St. Luke’s University Health Expands Use of Clinical Surveillance Solutions
St. Luke’s University Health Network is expanding a clinical surveillance solution pilot that began four years ago in a 34-bed orthopedic trauma ward at its hospital in Bethlehem, Pa.
St. Luke’s, a regional network of 10 hospitals and 320 affiliated sites providing service to 10 counties in eastern Pennsylvania, began by forming multidisciplinary task force – comprised of anesthesiologists, nurses, respiratory specialists, hospital leaders, and others – charged with implementing changes and tracking outcomes in the pilot location. St. Luke’s made changes in clinical practice and alarm management and installed Masimo Patient SafetyNet, a supplemental remote monitoring and clinician notification system. Patients were monitored at the bedside using a patient monitoring and connectivity hub in conjunction with a tetherless, wearable pulse oximeters that continuously monitor patients’ oxygen saturation and pulse rate.
Clinicians use Patient SafetyNet to remotely monitor these parameters from central view stations and even smartphones. In 2016, a year after implementation of the program, St. Luke’s said that clinicians achieved impressive outcome and financial results compared to 2015 performance, including a 62 percent reduction in mortality, a 36 percent reduction in naloxone administration, a 23 percent reduction in the utilization of telemetry, a 26 percent reduction in critical care transfers, and an estimated savings of $900,000 in cost avoidance.
“Because of the unpredictability of which patients will deteriorate, continuous and in-depth monitoring provides a valuable level of data that can be acted upon quickly to save lives,” said Aldo Carmona, M.D., chairman of the Department of Anesthesia and Critical Care and senior vice president of clinical integration, in a prepared statement. “Constant monitoring of changes in patient conditions will alert doctors and nurses when gradual deterioration is sensed, enabling a quicker therapeutic response and avoiding emergent situations.”

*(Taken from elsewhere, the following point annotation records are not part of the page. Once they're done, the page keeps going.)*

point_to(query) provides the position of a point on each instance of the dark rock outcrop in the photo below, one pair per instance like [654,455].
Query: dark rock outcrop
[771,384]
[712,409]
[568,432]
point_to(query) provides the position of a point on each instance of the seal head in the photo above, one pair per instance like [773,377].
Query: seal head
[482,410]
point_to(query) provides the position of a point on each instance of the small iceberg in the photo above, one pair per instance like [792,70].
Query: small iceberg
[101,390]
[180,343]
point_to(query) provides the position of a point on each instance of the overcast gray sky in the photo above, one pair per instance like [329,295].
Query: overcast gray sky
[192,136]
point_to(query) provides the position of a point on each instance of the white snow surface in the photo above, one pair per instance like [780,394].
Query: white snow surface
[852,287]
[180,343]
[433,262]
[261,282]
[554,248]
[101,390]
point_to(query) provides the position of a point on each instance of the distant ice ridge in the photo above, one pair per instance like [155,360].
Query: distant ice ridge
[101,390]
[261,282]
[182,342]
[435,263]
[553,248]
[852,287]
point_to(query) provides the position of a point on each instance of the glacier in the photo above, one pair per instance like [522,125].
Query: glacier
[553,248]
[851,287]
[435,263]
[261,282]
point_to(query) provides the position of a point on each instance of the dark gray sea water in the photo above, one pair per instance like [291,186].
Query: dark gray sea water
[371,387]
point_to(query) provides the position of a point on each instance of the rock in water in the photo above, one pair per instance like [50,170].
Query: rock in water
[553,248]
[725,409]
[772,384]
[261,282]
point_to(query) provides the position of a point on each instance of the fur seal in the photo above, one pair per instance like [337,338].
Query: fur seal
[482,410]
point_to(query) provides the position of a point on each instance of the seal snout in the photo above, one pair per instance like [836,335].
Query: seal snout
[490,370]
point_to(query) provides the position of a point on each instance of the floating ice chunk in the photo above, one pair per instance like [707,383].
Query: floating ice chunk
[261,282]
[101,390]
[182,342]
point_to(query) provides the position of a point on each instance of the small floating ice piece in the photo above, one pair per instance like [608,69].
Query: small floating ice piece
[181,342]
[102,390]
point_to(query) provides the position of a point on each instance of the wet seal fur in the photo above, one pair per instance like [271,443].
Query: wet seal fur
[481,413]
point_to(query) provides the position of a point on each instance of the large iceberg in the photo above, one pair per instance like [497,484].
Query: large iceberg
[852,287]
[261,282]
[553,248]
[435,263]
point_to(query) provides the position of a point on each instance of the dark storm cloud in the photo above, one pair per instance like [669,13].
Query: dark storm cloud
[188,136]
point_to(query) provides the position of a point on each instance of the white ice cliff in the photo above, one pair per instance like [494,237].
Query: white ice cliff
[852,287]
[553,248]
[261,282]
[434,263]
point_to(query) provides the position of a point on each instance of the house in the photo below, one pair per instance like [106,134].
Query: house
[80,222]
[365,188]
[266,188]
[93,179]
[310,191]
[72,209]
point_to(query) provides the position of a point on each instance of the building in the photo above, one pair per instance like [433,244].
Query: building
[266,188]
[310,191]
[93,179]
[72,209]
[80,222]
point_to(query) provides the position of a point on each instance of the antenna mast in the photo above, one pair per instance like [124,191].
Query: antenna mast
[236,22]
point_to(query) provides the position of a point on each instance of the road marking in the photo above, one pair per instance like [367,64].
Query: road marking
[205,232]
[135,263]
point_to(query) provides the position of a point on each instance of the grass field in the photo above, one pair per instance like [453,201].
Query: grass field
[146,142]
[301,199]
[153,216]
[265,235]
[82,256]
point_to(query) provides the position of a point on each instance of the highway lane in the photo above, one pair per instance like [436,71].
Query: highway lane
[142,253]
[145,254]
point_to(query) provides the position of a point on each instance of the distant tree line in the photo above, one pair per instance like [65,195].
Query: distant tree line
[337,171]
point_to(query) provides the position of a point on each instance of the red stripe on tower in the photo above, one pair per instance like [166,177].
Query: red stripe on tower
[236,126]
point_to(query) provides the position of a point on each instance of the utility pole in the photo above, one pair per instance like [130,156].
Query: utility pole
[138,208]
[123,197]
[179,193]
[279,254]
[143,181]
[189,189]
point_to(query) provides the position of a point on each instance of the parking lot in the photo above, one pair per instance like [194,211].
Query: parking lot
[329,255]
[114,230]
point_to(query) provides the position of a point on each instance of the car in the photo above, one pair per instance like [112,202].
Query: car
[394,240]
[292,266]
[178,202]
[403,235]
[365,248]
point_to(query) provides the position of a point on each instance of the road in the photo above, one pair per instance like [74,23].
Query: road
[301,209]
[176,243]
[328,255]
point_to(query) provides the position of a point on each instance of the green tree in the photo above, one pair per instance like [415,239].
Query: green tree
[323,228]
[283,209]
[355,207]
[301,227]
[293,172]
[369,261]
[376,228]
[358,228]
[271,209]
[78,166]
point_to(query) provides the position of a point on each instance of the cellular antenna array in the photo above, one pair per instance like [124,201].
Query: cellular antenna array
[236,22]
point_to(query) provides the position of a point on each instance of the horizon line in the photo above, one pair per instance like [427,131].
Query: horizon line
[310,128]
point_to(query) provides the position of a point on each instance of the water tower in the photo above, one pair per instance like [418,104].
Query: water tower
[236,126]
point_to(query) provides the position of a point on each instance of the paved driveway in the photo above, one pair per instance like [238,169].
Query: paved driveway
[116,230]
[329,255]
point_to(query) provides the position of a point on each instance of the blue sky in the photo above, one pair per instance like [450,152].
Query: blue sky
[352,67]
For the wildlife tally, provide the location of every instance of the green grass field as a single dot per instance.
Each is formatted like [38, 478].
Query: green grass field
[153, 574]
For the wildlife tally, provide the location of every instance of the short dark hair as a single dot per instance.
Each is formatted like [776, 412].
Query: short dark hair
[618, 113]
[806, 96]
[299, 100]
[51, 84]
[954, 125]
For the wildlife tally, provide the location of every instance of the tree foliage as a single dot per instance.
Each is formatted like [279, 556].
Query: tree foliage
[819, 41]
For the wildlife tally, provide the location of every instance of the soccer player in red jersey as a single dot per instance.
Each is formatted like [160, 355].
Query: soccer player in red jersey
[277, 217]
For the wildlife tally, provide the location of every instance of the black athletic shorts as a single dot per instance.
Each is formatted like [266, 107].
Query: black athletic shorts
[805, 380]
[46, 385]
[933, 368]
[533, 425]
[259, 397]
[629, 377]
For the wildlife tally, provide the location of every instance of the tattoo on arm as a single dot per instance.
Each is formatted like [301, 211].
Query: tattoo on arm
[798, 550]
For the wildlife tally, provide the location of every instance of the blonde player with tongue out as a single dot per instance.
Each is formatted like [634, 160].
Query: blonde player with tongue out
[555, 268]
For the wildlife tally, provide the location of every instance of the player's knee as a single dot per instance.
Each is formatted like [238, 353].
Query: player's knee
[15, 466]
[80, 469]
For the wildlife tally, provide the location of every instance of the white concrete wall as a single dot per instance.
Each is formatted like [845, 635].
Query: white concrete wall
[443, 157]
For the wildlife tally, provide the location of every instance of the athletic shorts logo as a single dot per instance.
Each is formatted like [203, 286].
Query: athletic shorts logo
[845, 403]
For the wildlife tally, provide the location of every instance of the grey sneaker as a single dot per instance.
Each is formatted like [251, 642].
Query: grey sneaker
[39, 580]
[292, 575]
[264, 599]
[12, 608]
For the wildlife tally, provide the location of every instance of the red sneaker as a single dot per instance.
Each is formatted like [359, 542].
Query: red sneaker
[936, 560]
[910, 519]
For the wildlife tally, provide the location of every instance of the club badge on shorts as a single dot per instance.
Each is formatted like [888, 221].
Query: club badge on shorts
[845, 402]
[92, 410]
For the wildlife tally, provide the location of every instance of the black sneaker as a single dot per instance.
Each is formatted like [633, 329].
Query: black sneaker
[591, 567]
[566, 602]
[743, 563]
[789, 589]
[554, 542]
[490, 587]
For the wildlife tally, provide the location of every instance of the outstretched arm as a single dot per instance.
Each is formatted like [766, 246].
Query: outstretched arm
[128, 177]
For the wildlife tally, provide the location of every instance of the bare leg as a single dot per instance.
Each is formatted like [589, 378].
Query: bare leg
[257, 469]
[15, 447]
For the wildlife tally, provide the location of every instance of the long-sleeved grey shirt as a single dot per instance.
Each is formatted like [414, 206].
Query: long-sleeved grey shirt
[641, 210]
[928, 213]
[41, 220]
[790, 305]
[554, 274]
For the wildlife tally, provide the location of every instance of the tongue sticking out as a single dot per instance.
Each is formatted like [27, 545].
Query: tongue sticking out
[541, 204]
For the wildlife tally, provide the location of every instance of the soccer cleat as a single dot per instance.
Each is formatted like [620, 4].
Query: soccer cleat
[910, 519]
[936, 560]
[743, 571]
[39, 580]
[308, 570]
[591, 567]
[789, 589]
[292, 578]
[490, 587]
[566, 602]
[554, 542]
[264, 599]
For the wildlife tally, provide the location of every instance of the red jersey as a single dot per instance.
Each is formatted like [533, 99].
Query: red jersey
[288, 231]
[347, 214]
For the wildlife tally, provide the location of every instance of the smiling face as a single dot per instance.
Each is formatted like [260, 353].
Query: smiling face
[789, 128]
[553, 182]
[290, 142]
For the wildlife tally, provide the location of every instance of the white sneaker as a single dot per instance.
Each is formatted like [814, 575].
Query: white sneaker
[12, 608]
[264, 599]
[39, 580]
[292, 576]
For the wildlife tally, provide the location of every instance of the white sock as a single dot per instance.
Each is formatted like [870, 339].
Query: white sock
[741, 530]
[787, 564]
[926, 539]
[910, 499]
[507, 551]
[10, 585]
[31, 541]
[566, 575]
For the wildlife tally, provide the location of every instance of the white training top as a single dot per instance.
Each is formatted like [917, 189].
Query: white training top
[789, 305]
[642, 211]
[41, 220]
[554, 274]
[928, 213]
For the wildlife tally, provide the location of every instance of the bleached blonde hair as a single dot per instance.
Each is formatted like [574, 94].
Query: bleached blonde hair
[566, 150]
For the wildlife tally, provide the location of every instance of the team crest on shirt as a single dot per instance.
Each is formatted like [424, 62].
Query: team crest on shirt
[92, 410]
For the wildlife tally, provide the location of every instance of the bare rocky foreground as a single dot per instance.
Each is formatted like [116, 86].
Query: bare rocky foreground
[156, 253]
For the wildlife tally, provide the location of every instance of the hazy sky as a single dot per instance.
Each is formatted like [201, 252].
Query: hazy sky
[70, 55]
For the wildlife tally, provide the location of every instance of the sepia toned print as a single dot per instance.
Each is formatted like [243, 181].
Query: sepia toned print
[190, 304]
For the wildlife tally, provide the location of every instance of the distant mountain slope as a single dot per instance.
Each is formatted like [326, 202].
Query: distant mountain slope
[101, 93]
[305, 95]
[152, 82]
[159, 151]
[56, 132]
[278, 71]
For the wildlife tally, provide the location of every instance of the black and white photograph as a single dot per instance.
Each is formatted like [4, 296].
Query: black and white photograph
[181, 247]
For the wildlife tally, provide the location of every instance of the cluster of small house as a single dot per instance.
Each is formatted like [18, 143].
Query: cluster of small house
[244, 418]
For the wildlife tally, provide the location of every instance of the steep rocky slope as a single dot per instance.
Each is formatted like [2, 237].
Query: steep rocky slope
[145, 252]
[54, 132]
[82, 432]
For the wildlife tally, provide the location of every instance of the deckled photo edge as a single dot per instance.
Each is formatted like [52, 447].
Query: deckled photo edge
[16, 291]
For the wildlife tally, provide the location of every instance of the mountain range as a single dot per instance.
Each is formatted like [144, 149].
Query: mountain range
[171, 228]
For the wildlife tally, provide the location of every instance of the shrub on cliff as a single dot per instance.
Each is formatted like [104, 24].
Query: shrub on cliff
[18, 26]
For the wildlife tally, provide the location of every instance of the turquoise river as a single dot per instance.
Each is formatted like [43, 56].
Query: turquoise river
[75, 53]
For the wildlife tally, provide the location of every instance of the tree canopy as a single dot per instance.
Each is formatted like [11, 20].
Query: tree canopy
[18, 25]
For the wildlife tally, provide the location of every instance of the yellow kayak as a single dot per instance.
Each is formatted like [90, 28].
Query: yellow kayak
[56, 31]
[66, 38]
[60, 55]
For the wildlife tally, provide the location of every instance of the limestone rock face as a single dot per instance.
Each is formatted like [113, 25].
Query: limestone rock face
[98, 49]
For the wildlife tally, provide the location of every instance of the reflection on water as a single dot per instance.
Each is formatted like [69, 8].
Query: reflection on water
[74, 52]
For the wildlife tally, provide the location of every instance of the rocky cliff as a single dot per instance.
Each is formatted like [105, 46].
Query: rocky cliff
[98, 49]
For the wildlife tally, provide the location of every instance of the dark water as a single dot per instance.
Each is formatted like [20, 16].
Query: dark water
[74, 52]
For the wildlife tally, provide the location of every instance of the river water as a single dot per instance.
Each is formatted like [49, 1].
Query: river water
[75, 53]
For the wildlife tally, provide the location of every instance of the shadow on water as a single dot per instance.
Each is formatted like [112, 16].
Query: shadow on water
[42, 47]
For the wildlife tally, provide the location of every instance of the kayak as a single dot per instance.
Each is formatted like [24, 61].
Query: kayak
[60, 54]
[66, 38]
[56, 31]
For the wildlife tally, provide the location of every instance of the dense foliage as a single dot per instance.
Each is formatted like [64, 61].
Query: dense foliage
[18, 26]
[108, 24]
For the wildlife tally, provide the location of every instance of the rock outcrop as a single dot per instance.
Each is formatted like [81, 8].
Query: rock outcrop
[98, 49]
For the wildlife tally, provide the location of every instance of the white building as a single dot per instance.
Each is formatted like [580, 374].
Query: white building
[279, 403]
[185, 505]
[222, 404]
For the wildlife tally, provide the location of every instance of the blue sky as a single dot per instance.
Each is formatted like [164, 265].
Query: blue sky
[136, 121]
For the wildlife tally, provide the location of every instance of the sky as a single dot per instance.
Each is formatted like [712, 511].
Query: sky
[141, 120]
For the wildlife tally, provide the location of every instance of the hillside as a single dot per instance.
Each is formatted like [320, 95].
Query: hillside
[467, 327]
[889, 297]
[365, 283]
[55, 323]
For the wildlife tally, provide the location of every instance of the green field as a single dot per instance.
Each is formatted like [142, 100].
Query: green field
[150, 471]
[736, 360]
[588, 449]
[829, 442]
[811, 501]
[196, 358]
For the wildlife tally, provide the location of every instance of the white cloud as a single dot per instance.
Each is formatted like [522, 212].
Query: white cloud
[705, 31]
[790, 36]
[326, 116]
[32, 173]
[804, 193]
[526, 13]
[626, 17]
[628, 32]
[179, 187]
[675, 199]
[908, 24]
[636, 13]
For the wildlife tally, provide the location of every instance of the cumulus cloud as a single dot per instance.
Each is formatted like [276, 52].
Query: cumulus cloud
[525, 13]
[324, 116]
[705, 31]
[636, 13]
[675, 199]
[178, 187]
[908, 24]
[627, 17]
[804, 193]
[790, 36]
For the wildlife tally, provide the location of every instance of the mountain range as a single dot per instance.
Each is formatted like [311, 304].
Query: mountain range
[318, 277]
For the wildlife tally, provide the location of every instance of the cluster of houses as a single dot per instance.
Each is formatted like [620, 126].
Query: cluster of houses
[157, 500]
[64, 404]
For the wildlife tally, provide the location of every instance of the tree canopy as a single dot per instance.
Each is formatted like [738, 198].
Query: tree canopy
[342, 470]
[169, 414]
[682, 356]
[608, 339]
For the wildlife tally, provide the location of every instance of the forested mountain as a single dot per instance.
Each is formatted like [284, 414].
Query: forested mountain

Following the successful pilot, St. Luke’s expanded the program to an additional 48 beds across two additional units on their Bethlehem campus. Now, three years later, the network is again expanding the effort to almost 500 beds in total, so that all eight existing hospitals will have the technology. Monitoring data is now automatically transferred from bedside devices and Patient SafetyNet to St. Luke’s Epic electronic health record (EHR) system. “With the higher acuity levels of many hospitalized patients, taking vital signs over four or eight hours is no longer effective in many cases, and developing conditions are missed until they become critical threats sometimes resulting in poor outcomes,” Carmona added.